Through a series of major breakthrough studies, scientists at UBC and the BC Cancer Agency have transformed our understanding of breast cancer and set the stage for the development of new treatments.
It began with a landmark discovery in 2009.
By decoding—for the first time in history—the three billion letters in the DNA sequence of a patient’s metastatic lobular breast cancer and following its evolution over nine years, Dr. Samuel Aparicio, Dr. Marco Marra and Dr. Sohrab Shah were able to show how this complex cancer mutates and spreads.
Aparicio is a Professor in the Department of Pathology and Laboratory Medicine at UBC and heads the BC Cancer Agency’s Department of Molecular Oncology; Marra directs the Michael Smith Genome Sciences Centre and the Department of Medical Genetics at UBC; and Shah is an Associate Professor in the Department of Pathology and Laboratory Medicine at UBC, a Scientist at the BC Cancer Agency, and Canada Research Chair in Computational Cancer Genomics.
The research team they led found that of the 32 mutations in the metastatic tumour, only five could have been present in all the cells of the original tumour, thereby identifying them as the suspected cause of the disease getting started in the first place.
The internationally significant findings were published in the prestigious journal Nature.
“This is a watershed event in our ability to understand the causes of breast cancer and to develop personalized medicines for our patients,” declared Aparicio at the time.

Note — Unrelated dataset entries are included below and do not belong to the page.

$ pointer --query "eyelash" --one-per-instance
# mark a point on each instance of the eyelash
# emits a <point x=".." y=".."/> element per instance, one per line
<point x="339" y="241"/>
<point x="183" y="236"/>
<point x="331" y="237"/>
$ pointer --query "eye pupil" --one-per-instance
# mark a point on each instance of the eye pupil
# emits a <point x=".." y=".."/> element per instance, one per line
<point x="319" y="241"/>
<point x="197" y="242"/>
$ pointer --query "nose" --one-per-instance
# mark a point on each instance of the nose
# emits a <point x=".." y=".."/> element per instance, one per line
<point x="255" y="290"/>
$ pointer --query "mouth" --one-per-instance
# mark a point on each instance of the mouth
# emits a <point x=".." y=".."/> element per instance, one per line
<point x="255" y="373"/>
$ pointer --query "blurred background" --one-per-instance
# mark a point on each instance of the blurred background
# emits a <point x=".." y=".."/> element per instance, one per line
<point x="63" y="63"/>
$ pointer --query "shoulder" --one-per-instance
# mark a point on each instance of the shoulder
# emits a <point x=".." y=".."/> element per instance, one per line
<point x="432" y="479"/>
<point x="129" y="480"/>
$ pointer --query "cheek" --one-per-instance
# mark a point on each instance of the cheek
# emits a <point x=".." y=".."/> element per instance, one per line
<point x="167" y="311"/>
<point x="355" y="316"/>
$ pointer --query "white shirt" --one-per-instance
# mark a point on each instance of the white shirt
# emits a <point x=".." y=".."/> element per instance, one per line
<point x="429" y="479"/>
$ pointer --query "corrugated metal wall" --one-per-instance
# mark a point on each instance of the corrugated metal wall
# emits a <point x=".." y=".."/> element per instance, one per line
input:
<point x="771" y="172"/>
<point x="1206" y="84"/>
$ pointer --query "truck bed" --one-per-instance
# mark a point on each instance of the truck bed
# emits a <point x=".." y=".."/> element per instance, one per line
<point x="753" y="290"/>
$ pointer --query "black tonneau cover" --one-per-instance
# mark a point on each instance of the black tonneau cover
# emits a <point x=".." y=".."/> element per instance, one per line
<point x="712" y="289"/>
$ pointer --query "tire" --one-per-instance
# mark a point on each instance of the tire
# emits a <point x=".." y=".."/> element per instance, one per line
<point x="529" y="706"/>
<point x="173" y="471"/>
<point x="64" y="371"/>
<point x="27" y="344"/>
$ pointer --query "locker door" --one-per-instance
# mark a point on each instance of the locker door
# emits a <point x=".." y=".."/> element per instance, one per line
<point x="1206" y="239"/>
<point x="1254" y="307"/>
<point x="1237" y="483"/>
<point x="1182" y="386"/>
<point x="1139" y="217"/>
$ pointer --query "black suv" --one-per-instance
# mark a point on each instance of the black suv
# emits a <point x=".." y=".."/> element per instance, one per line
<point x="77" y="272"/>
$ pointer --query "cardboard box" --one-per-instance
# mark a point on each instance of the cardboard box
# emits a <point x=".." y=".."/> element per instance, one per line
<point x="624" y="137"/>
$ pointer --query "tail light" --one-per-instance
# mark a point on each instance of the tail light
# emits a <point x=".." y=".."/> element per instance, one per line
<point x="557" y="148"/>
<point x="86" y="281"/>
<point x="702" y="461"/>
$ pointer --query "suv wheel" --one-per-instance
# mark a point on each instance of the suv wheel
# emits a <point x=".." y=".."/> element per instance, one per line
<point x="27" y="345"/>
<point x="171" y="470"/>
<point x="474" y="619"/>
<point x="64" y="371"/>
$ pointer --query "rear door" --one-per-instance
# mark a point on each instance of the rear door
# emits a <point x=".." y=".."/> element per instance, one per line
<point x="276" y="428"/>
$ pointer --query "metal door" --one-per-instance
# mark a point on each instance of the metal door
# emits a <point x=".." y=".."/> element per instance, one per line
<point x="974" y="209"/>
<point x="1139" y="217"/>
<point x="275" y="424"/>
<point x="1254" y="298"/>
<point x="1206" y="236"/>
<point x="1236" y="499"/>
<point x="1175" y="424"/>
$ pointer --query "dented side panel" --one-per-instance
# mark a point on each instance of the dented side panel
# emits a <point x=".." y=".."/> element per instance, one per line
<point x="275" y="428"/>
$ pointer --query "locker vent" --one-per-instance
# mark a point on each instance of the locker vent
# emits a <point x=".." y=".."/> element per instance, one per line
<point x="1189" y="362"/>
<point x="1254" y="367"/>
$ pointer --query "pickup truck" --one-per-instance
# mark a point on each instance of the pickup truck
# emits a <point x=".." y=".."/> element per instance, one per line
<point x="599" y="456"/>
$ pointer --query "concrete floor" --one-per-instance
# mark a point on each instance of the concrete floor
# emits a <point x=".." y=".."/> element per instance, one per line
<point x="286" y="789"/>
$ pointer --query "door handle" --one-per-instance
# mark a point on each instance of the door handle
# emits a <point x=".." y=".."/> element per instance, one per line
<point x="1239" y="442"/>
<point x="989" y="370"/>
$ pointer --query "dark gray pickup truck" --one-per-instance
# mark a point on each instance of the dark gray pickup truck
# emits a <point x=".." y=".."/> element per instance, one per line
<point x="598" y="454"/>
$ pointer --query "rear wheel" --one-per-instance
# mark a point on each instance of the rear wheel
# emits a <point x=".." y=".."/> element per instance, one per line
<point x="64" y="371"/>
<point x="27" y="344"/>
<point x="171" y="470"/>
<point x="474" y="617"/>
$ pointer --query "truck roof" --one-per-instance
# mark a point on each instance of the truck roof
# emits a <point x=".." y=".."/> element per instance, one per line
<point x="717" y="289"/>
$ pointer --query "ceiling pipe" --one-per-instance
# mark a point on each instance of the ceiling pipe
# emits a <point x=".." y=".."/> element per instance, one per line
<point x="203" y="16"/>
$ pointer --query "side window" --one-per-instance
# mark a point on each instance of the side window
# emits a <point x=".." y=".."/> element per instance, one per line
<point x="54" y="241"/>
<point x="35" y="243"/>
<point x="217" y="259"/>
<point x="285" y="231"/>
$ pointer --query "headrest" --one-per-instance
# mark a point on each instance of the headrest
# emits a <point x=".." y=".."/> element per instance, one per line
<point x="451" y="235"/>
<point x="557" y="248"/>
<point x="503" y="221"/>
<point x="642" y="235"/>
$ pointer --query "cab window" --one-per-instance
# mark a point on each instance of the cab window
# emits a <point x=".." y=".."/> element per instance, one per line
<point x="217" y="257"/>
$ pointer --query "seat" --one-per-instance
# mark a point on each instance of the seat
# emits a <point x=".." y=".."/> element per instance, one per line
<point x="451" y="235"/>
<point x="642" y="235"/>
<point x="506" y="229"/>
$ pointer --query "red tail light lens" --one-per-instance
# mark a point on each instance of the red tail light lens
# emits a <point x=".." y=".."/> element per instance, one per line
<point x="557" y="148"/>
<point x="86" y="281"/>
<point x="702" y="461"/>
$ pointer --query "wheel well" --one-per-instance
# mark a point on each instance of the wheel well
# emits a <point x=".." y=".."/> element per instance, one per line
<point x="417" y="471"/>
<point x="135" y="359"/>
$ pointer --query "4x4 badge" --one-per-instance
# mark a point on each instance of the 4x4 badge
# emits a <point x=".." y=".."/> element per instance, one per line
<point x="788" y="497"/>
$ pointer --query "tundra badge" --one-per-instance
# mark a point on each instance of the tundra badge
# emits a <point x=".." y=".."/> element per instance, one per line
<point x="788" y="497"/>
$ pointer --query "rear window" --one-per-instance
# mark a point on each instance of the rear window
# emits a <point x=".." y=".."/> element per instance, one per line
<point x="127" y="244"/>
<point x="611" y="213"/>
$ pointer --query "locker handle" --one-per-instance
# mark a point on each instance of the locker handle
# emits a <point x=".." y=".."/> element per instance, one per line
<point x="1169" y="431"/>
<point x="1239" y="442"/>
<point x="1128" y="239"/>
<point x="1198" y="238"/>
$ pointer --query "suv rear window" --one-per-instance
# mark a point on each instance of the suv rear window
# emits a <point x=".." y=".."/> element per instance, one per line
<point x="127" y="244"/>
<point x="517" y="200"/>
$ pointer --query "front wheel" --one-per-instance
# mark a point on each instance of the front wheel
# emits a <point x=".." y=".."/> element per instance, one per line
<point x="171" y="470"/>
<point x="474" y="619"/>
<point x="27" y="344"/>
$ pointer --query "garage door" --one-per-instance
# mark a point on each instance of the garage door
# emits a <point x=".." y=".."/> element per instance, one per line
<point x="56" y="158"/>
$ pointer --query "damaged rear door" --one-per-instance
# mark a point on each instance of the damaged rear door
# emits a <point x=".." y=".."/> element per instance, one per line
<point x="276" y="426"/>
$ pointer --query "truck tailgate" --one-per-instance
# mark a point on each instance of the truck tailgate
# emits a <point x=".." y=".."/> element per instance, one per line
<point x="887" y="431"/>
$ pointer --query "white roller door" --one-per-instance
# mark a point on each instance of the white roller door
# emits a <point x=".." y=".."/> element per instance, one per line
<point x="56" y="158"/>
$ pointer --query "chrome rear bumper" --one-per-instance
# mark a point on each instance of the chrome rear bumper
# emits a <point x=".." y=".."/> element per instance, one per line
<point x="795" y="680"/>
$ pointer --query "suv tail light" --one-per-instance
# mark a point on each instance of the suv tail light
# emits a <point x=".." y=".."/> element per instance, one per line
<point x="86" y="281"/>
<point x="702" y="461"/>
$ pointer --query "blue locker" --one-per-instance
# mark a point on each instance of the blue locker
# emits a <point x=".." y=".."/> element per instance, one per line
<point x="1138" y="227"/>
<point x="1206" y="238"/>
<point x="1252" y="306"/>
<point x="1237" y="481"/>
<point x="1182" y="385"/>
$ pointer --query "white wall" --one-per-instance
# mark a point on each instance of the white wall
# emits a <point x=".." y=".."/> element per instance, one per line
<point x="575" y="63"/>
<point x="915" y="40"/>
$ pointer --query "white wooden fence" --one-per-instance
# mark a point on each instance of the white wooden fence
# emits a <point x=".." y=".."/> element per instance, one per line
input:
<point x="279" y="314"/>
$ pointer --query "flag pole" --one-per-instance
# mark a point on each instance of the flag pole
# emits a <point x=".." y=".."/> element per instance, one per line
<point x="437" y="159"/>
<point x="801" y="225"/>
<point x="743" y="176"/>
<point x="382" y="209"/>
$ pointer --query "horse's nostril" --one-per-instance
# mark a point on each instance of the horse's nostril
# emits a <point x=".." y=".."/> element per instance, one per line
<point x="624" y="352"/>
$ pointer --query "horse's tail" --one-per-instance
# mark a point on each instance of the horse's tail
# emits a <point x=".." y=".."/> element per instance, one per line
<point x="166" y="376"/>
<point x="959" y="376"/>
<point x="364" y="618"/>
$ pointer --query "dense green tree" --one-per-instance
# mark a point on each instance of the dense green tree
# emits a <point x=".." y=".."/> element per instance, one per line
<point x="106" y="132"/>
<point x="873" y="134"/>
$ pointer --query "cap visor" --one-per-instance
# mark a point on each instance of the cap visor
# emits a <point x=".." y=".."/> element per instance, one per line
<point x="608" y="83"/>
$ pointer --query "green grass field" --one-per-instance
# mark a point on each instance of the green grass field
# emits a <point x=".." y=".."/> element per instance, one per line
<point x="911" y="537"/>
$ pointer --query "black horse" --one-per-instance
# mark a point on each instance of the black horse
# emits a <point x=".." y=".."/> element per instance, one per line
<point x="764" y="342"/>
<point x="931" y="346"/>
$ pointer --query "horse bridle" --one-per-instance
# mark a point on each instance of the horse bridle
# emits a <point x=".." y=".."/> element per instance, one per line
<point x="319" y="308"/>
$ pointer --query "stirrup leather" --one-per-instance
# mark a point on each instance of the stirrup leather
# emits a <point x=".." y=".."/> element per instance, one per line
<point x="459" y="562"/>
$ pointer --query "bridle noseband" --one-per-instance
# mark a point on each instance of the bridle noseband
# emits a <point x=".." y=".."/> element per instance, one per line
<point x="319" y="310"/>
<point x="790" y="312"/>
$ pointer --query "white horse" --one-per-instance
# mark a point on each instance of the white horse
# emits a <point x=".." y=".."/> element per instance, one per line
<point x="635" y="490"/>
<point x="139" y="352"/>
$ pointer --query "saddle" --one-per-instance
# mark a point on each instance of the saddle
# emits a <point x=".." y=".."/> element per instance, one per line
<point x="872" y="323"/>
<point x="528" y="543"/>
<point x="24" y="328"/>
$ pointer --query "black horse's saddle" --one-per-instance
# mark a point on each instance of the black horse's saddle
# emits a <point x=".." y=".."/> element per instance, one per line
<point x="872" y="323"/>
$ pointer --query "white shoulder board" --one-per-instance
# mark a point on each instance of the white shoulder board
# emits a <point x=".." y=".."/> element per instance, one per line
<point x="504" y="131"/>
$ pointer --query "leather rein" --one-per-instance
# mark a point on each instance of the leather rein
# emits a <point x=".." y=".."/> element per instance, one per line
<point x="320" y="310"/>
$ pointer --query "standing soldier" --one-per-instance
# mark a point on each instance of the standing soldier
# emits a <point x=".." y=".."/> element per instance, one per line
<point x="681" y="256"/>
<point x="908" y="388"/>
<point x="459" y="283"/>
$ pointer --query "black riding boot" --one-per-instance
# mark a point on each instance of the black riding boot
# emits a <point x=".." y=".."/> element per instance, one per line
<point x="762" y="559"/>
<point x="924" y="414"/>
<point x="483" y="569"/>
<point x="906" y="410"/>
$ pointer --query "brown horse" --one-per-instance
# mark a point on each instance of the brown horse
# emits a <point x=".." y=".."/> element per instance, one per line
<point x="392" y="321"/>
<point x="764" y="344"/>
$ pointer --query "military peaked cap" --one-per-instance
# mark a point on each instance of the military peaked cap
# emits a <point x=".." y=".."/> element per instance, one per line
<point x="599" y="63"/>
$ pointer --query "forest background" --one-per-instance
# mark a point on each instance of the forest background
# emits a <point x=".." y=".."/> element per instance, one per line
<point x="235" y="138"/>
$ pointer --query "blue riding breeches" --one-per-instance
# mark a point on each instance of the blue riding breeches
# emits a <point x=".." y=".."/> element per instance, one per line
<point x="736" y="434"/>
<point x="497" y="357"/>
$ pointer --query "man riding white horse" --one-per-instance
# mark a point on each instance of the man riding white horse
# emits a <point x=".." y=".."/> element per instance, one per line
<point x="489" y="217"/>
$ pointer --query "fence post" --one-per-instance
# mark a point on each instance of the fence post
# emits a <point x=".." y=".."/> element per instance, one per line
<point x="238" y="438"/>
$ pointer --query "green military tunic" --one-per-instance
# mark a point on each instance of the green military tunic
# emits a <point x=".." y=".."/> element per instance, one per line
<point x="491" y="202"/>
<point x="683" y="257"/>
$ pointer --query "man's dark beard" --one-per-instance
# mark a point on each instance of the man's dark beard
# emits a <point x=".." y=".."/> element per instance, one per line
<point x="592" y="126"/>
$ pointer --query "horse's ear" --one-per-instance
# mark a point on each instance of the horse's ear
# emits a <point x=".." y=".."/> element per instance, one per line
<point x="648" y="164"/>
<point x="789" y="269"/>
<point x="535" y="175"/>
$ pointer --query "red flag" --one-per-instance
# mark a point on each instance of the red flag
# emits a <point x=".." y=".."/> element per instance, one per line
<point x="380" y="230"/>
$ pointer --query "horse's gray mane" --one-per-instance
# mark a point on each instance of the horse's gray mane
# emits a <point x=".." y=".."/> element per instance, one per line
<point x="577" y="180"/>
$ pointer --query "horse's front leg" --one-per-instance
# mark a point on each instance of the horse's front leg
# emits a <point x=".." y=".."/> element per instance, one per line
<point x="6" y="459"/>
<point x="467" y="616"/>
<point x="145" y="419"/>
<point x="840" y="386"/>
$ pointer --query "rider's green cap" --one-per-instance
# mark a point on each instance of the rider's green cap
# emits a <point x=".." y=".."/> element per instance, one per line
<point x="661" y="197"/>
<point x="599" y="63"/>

In 2012, international research led by Aparicio at the BC Cancer Agency and Dr. Carlos Caldas at the Cancer Research UK Cambridge Institute was able to classify breast cancer into ten subtypes. They then grouped these subtypes by common genetic features, which correlate with survival, to suggest how treatments could be tailored to treat women with better defined types of breast cancer.
This discovery followed on the heels of Aparicio, Shah and Marra leading the decoding of the most deadly triple-negative breast cancer. This research similarly discovered new genes that had never before been linked to the disease and showed that breast cancer is an umbrella term for what is really a number of unique diseases.
Aparicio and Shah have since led further research to understand and predict how these complex cancers evolve over time.
The two researchers used Shah’s statistical modelling software, PyClone, to analyze the billions of pieces of genetic data gathered from the tumour samples. Their findings, published in Nature in 2014, provided a map for how certain breast cancers evolve to become drug resistant over time.
“By pinpointing which individual cancer cells are the ‘resilient’ ones that are most likely to have an impact on patient survival,” says Shah, “We are paving the way for drug development and treatment practices that will stop these cellular superbugs from taking over.”
“Because of this research we have a way to identify the cancer ‘super-cells’ and stay one step ahead of disease progression by tailoring effective treatments to individual patients,” adds Aparicio.
It’s a radical shift in the way we understand cancer—one that is of vital importance to both the global cancer research community and to future drug studies.